Simulating and forecasting future scenarios
Energy modeling uses computer software to simulate the growth and function of energy systems in the real world. Models have been used for many years to plan, research and forecast how to react to different future scenarios. Recent advances in data science capabilities mean models can capture more complex and dynamic scenarios with increasingly sophisticated, flexible, and affordable results.
Models are objective simplifications of the real world and the choice of which assumptions and parameters are used can produce extremely varied results. Even the best models are imperfect representations of reality, with significant uncertainties. A common saying among modelers is “all models are wrong, but some are useful”.
This page owes a debt of gratitude to How Energy Modeling Works.

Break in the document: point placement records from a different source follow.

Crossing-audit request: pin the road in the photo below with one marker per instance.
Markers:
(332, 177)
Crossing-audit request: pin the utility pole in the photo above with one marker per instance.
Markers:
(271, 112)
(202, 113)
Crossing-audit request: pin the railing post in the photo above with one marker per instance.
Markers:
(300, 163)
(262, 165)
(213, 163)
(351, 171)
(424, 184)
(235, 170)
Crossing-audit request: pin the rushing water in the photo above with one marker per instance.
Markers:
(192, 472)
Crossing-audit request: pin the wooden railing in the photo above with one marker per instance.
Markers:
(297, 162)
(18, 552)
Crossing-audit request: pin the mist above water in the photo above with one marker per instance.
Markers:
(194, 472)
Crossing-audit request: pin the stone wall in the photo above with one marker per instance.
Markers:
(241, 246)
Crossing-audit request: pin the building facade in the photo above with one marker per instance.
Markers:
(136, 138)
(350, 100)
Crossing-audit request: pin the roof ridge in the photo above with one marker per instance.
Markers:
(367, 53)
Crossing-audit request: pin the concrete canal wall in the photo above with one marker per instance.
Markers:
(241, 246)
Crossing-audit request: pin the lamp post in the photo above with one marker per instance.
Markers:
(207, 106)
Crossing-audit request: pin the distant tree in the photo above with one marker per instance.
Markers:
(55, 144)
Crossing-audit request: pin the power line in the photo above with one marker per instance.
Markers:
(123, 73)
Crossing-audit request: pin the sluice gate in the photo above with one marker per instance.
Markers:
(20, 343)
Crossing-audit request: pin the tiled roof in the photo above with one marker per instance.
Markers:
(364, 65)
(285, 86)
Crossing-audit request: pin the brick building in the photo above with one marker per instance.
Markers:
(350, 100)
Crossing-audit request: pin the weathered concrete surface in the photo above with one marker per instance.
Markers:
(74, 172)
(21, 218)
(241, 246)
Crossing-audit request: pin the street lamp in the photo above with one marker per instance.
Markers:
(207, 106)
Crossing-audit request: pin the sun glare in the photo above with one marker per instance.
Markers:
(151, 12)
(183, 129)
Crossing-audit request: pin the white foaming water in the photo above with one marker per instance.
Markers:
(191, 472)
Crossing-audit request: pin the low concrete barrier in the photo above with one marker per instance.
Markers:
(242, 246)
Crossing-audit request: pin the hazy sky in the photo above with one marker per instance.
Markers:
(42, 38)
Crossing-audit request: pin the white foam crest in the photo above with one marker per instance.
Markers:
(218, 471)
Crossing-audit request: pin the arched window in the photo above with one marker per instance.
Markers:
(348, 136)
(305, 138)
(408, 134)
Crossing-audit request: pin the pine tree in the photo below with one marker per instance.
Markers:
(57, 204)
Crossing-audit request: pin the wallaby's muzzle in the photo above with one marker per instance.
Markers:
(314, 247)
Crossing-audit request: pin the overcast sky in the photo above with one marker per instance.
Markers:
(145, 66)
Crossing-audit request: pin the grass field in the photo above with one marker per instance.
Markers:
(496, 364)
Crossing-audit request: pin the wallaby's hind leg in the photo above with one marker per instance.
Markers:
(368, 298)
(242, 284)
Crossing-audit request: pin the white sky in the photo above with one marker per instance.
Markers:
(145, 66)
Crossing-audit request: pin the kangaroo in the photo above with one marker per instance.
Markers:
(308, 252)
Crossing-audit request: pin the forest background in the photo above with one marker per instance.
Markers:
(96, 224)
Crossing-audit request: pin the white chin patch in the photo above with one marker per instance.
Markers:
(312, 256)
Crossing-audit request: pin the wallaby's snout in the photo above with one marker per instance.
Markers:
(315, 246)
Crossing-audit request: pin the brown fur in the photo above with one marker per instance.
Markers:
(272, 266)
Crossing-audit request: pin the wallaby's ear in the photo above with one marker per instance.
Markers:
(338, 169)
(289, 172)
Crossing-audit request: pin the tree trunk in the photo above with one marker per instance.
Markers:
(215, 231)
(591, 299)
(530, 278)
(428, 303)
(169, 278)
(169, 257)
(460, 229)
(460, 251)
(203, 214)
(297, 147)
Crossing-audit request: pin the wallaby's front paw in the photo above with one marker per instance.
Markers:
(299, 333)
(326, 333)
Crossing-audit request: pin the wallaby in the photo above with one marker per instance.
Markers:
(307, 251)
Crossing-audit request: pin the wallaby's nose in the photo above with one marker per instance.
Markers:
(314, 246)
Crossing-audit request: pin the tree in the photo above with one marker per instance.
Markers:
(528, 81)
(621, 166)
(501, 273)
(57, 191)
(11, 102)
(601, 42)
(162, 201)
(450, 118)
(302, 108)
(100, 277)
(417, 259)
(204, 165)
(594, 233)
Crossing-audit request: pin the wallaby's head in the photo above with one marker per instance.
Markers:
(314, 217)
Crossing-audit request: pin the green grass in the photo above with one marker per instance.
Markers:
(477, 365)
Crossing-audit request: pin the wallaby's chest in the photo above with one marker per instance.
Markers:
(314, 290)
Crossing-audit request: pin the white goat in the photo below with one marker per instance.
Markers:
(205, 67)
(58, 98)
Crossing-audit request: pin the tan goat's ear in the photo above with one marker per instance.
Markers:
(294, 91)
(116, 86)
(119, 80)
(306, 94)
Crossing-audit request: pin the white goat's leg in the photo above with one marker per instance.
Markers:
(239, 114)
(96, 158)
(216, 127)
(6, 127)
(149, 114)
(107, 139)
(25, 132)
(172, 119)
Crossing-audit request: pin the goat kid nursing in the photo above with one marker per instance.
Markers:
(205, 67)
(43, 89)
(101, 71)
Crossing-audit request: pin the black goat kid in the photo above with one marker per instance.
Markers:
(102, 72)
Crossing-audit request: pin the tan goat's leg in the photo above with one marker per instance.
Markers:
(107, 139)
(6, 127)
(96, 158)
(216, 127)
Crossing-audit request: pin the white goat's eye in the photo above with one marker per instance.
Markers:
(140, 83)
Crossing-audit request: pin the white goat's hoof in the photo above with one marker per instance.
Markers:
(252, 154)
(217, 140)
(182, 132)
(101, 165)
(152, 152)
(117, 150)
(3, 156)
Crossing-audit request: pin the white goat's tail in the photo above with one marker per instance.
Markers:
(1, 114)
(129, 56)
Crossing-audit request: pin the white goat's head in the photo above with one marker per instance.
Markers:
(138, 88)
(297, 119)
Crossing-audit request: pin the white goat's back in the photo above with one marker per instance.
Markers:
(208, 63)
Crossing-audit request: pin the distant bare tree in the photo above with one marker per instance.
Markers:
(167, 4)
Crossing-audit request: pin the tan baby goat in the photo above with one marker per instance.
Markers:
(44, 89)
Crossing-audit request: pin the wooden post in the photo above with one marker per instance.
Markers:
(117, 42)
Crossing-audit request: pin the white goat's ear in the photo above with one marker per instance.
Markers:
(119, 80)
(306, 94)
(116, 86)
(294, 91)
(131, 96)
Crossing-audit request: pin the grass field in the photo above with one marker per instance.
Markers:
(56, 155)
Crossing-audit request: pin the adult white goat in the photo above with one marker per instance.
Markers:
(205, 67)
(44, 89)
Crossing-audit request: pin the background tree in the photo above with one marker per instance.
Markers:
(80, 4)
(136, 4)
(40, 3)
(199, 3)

Energy modeling has three main categories of data:
- Existing energy system data
- Projections of future costs, policies, fuel prices, demand, and other data
- Various constraints, including technological, economic, political, and social justice
For example, a modeling process to identify the least-cost pathway to achieve net-zero emissions could incorporate ratepayer impact constraints for low-income residential customers. Models then use these inputs to generate outputs using complex mathematical optimization techniques.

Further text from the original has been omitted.